Speaking for your feelings is to say for example, “I’ve got this gut feeling something is wrong. I’m so worried about us. It seems like this other person has really got your attention. I’m not really part of what you’re thinking about, and I don’t know what that means.”
Stop short of accusation. The message behind this is, “I really love you, and I feel terrified and helpless over here. I want us to be okay. I want us to figure out what’s happening, and take care of it.”
Denial Is the First Hurdle to Get Over Together
It’s important to realize you’re going to get denial from your partner, especially at first. Your partner is going to deny the affair vehemently. It is a universal human reaction, not a character flaw. It may look like a setback. But it doesn’t mean that your relationship is unfixable. You are seeing a protective response when a person knows they’ve broken a trust and they feel ashamed.
As the person who is hurt and wants to work through it, it’s important to keep repeating, “I love you, I want to fix this, I’m scared over here; help me.”
If you are looking for a way to repair your relationship, your best chance is to make it as safe as possible for the other person to say what’s going on.
Healing from Infidelity Means Making it Safe to Open Up
The emotions around infidelity are so big — the terror, shame, and hurt — that you will want to find safe ways to deal with them.
Working with a skilled, experienced marriage counselor is often vital to the first steps of healing from an affair. A professional therapist helps you manage those feelings enough in the session to find safe ground.
Safe ground comes when you can share your true feelings without having them ruin the dialog. You can speak for your emotions well enough to understand each other better, even when it hurts. Safe ground means you are open to hearing each other, and can acknowledge whatever has happened.
You Define the Healing Process; A Skilled Counselor is Your Guide
The healing process needs to work for each of you. Every relationship and healing process is unique, and only you can decide how much detail you want or need to know to feel your partner has come clean, and you can lay suspicions to rest.
As the straying partner, know that your spoken remorse, sorrow and regret, and promises to be faithful help a great deal.

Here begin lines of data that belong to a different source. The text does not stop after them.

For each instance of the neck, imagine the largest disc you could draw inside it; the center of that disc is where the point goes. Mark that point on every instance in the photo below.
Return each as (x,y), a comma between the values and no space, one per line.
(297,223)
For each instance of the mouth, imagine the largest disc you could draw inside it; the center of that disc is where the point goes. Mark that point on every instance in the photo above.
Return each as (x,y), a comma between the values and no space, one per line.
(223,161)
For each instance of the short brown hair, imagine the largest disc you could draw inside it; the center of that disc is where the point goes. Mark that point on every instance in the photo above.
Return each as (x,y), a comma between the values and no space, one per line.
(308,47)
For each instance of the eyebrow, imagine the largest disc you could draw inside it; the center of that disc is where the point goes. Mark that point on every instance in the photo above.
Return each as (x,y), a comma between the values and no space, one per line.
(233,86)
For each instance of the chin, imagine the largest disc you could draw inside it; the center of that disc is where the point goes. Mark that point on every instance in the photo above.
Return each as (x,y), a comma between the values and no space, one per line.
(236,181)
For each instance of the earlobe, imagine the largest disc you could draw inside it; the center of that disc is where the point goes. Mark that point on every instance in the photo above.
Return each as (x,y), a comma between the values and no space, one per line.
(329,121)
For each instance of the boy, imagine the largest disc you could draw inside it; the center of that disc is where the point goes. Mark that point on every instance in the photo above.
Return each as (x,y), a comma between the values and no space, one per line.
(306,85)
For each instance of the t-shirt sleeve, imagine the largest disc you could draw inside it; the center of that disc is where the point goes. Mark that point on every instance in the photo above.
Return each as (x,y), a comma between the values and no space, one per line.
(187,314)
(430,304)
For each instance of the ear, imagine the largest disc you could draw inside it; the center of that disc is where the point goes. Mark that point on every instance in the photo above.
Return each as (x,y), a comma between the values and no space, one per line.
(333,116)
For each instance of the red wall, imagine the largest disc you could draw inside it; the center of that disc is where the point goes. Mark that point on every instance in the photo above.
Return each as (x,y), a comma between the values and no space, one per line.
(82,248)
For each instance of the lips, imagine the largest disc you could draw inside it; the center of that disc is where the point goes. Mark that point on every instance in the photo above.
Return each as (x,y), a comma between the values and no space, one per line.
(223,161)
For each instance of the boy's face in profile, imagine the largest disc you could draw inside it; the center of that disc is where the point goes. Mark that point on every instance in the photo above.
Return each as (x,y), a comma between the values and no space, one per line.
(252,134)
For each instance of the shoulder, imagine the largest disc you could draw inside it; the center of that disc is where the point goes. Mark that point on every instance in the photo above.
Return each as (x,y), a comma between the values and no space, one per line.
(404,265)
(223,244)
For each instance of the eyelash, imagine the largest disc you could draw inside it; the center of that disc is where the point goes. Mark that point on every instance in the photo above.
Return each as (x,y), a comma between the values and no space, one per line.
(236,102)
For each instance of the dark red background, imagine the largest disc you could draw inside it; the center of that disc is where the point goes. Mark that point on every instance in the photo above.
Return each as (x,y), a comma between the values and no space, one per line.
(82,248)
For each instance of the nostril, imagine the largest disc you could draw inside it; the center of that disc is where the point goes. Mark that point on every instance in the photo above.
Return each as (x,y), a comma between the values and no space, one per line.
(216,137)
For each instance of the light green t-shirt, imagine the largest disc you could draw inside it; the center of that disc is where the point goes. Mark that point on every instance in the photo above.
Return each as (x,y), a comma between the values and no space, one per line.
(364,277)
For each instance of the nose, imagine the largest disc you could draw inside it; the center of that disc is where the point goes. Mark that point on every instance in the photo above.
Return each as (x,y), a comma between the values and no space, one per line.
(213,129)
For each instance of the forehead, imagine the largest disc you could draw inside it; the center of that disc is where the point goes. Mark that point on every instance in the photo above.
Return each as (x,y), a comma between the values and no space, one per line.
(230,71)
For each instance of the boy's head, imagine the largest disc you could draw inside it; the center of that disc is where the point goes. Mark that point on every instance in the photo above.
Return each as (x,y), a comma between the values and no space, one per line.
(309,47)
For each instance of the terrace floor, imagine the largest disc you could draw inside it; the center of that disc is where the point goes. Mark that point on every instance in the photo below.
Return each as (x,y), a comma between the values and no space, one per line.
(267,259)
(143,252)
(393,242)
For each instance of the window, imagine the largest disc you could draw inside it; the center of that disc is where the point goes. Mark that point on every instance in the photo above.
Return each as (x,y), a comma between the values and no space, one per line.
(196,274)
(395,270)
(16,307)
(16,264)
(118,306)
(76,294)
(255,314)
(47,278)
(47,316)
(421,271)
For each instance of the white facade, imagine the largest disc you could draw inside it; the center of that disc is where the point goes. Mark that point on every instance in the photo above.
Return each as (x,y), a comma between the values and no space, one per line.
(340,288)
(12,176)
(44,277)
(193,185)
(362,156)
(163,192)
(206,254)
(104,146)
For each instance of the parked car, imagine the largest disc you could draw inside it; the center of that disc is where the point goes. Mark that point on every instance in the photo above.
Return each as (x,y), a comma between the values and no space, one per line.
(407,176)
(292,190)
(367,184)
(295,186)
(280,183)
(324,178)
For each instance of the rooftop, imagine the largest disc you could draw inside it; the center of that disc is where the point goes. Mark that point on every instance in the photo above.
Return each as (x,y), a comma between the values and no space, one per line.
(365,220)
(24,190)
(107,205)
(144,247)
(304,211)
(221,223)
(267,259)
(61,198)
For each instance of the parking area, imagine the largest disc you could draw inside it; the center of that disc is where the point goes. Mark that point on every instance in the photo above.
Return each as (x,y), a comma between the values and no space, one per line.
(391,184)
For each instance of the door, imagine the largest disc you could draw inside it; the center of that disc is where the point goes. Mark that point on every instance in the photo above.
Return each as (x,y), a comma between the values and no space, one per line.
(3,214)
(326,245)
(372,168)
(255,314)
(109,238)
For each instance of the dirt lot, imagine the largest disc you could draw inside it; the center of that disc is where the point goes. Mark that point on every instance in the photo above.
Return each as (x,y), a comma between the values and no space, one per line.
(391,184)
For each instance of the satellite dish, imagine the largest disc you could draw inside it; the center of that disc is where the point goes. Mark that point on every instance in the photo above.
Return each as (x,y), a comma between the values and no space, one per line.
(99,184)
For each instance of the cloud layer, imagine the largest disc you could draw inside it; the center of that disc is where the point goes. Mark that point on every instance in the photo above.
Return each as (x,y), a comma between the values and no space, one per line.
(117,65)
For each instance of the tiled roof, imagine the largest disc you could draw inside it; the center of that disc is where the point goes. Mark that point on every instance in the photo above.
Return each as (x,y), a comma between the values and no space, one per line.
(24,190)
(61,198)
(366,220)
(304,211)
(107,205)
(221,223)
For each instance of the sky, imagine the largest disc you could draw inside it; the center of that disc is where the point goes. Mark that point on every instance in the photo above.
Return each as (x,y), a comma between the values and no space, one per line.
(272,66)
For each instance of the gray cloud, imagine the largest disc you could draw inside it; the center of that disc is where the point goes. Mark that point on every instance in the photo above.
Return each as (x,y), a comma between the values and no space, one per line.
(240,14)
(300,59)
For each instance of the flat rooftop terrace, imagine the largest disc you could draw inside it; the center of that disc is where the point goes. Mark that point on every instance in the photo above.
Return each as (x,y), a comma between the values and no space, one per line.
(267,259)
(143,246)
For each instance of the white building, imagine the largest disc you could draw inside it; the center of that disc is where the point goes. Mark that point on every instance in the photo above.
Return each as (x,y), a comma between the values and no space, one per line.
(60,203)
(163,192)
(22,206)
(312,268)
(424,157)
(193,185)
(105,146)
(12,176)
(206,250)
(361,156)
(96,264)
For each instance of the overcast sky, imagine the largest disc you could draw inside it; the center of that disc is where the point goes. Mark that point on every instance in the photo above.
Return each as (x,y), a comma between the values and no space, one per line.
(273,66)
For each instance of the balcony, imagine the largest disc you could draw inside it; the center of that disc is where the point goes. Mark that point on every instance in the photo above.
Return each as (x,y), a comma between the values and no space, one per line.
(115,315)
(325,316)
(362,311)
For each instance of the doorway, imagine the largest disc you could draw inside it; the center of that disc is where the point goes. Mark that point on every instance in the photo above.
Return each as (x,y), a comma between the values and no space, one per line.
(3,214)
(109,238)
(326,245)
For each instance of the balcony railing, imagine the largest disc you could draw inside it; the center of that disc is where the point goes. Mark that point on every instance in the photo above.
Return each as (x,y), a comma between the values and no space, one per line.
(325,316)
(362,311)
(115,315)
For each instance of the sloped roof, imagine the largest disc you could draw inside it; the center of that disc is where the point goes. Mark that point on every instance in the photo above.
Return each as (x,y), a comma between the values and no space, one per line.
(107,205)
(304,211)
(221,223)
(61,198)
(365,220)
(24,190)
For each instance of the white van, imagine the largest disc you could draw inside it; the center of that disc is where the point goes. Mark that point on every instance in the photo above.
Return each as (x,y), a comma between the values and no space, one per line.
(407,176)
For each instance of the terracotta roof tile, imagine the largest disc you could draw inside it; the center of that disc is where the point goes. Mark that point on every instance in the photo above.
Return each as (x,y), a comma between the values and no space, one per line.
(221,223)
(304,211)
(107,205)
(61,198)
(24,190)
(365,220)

If you keep feelings of guilt and your apologies to yourself, chances of healing go down dramatically.
Learning to safely express your own sorrow and to listen to the pain your partner faces — each in turn — will helps a lot in restoring a deeper, warmer relationship.

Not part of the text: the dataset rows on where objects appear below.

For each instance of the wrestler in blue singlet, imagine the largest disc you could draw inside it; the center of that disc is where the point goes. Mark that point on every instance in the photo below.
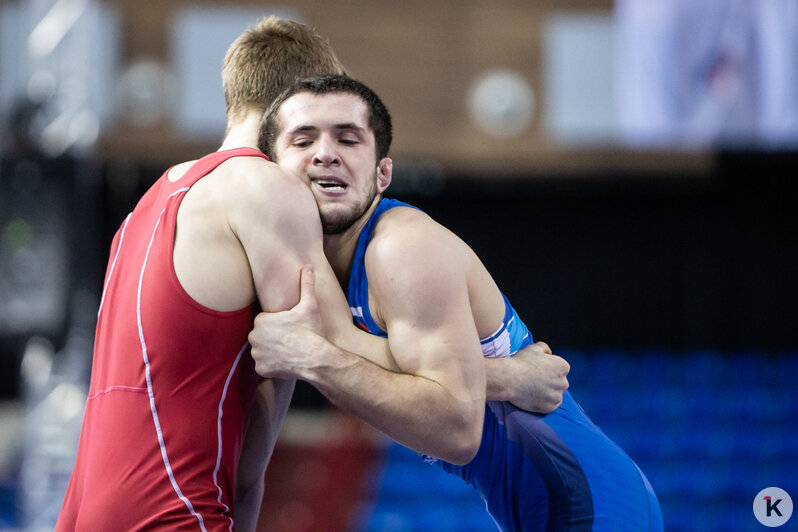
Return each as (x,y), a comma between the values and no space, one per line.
(557,472)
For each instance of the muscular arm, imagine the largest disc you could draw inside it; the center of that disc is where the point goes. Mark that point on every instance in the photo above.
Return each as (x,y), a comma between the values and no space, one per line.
(436,405)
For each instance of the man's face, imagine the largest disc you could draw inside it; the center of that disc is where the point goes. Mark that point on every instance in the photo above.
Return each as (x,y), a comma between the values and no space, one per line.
(326,139)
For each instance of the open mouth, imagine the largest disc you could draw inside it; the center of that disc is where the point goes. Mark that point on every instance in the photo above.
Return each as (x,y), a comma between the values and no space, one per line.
(330,184)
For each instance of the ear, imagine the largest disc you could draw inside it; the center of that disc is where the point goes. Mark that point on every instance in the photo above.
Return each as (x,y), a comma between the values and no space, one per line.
(384,173)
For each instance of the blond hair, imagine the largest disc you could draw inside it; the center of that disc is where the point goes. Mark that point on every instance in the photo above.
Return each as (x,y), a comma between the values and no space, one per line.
(266,59)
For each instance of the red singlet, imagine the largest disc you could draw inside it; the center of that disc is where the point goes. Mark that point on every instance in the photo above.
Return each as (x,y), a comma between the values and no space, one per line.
(171,389)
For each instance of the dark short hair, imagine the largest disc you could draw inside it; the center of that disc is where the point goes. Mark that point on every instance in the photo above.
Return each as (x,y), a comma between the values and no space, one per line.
(379,117)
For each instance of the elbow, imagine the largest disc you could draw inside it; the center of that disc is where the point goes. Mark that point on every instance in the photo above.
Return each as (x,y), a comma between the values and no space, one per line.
(465,441)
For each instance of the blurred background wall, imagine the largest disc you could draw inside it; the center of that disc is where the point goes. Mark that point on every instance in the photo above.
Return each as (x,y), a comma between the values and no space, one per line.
(644,153)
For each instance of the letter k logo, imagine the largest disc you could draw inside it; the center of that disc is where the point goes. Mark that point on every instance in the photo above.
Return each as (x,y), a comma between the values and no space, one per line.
(772,506)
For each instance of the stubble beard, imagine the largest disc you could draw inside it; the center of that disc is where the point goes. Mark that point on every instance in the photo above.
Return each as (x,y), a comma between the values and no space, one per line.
(341,219)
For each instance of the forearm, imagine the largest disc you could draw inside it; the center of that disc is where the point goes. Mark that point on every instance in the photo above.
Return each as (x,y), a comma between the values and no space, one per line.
(499,376)
(415,411)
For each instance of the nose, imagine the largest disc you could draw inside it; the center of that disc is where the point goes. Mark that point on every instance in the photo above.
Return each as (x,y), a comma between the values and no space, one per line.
(326,153)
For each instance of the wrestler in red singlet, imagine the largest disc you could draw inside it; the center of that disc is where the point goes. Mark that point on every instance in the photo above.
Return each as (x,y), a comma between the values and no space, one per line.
(171,388)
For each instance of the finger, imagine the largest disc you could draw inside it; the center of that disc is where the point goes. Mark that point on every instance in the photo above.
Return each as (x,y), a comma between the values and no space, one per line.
(307,281)
(544,346)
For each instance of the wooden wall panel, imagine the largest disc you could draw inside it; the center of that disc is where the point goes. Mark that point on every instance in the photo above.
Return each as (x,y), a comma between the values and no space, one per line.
(421,57)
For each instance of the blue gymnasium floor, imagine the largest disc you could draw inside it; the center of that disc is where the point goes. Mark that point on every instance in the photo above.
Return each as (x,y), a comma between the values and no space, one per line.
(709,429)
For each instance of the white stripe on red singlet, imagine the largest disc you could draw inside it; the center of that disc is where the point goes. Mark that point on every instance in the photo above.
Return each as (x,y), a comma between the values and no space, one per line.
(113,264)
(219,433)
(150,391)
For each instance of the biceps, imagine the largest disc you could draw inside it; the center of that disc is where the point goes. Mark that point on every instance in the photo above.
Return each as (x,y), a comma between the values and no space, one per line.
(447,353)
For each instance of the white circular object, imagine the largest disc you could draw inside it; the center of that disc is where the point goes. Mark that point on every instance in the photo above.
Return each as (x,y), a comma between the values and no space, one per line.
(146,89)
(501,103)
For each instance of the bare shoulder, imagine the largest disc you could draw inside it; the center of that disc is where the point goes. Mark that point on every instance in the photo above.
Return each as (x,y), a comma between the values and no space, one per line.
(411,252)
(407,234)
(255,187)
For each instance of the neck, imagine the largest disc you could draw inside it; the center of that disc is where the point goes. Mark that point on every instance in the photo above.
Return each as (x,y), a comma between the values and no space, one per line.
(243,133)
(340,248)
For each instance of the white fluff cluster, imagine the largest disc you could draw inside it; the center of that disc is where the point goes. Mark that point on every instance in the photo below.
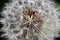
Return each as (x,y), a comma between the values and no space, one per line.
(14,20)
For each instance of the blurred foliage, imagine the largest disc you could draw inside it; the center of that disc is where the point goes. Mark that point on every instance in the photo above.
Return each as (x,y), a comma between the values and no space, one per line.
(58,6)
(2,4)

What Good Healing Looks Like
Partners need to step up and do whatever it takes to win back trust. A pattern of honoring commitments helps a lot. The partner who strayed can agree to call the other at a certain time, every day, for example. It may not be what other couples ordinarily do. But you and your partner need to know and respect whatever you decide to make part of your path to recovery.

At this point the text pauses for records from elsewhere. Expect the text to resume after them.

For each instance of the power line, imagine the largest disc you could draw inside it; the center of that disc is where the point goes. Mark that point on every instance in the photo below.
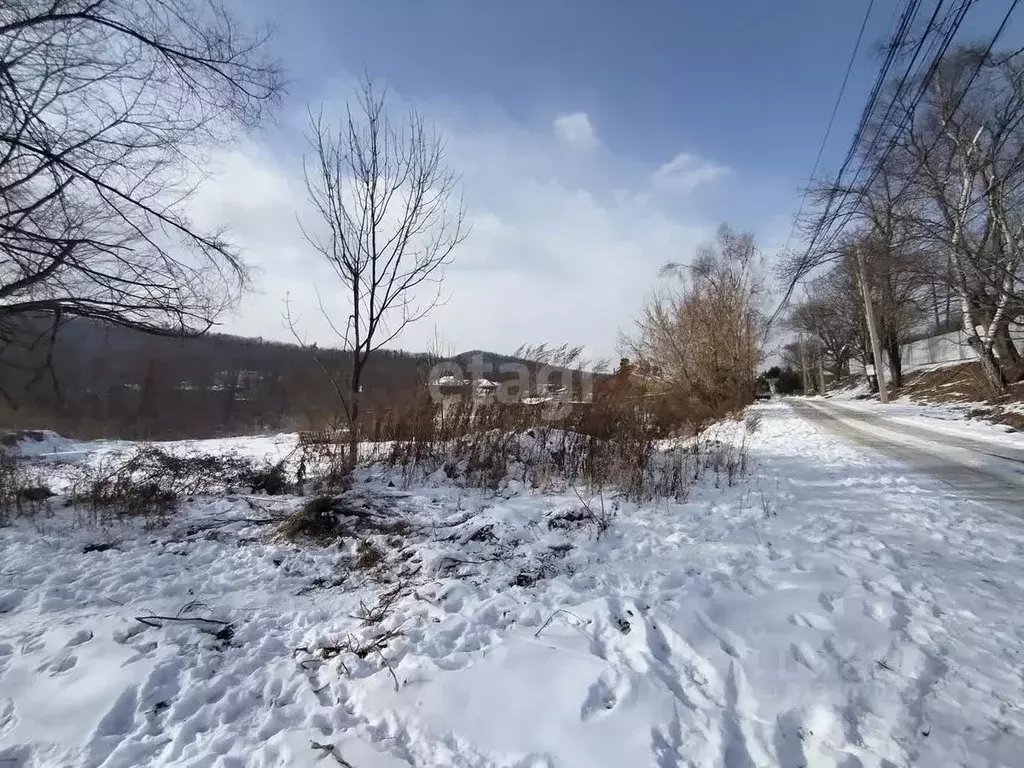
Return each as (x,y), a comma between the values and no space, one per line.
(878,167)
(896,42)
(832,119)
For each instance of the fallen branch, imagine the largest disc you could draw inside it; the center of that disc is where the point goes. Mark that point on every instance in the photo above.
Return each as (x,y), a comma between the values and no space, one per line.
(390,669)
(330,751)
(224,631)
(555,613)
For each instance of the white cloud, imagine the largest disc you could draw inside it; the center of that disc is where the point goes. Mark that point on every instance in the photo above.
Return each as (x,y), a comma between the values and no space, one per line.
(685,172)
(577,131)
(553,257)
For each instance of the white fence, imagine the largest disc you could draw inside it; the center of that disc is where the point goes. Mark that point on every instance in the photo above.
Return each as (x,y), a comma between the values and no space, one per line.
(950,347)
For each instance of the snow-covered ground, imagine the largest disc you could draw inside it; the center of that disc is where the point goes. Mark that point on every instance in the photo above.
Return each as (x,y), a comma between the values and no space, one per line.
(951,419)
(832,609)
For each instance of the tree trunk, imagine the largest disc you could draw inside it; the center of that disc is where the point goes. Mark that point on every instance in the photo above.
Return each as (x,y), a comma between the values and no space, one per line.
(872,328)
(895,363)
(1005,346)
(353,417)
(989,366)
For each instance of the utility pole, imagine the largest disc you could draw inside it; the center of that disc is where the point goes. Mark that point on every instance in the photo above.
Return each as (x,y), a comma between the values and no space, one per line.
(821,356)
(872,329)
(803,365)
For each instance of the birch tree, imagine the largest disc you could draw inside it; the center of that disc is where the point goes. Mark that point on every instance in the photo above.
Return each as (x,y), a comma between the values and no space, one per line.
(387,218)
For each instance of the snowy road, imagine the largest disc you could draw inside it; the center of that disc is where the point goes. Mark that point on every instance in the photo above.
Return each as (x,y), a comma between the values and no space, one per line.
(979,469)
(830,609)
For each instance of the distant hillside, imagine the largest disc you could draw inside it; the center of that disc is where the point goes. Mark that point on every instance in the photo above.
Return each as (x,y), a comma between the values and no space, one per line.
(107,381)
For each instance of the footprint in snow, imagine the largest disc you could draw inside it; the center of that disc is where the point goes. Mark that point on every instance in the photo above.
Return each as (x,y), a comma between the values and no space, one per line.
(8,718)
(82,636)
(10,600)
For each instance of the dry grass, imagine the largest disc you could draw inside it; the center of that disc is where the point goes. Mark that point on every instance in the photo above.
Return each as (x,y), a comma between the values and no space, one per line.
(23,492)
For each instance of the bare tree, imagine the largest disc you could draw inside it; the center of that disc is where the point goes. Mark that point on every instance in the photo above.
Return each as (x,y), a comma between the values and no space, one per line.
(967,143)
(107,111)
(702,332)
(388,219)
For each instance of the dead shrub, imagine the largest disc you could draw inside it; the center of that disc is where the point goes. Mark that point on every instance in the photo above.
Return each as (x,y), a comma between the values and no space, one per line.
(368,555)
(267,478)
(23,493)
(351,515)
(152,482)
(315,519)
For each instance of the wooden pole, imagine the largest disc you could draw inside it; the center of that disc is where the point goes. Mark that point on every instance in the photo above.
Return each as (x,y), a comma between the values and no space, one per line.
(872,329)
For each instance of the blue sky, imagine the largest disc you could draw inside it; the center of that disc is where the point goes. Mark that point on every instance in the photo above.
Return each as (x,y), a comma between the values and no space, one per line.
(597,139)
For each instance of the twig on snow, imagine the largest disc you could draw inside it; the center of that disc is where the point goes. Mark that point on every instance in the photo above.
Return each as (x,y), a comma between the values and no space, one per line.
(552,617)
(390,669)
(330,751)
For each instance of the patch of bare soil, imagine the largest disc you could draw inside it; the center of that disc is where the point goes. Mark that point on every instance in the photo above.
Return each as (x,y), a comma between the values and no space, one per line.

Healing from an affair involves facing whatever it takes in order to forgive, and be forgiven. You both need a deeper understanding of how you got to that spot, and what it will take to work your way out of it.
Know that your marriage or partnership can be repaired, and become stronger and have a second chapter. You can have whole different marriage. There is hope for partners who are willing to do the hard work, be more accountable and transparent. They create safety for each other and so can form a deeper and healthier bond.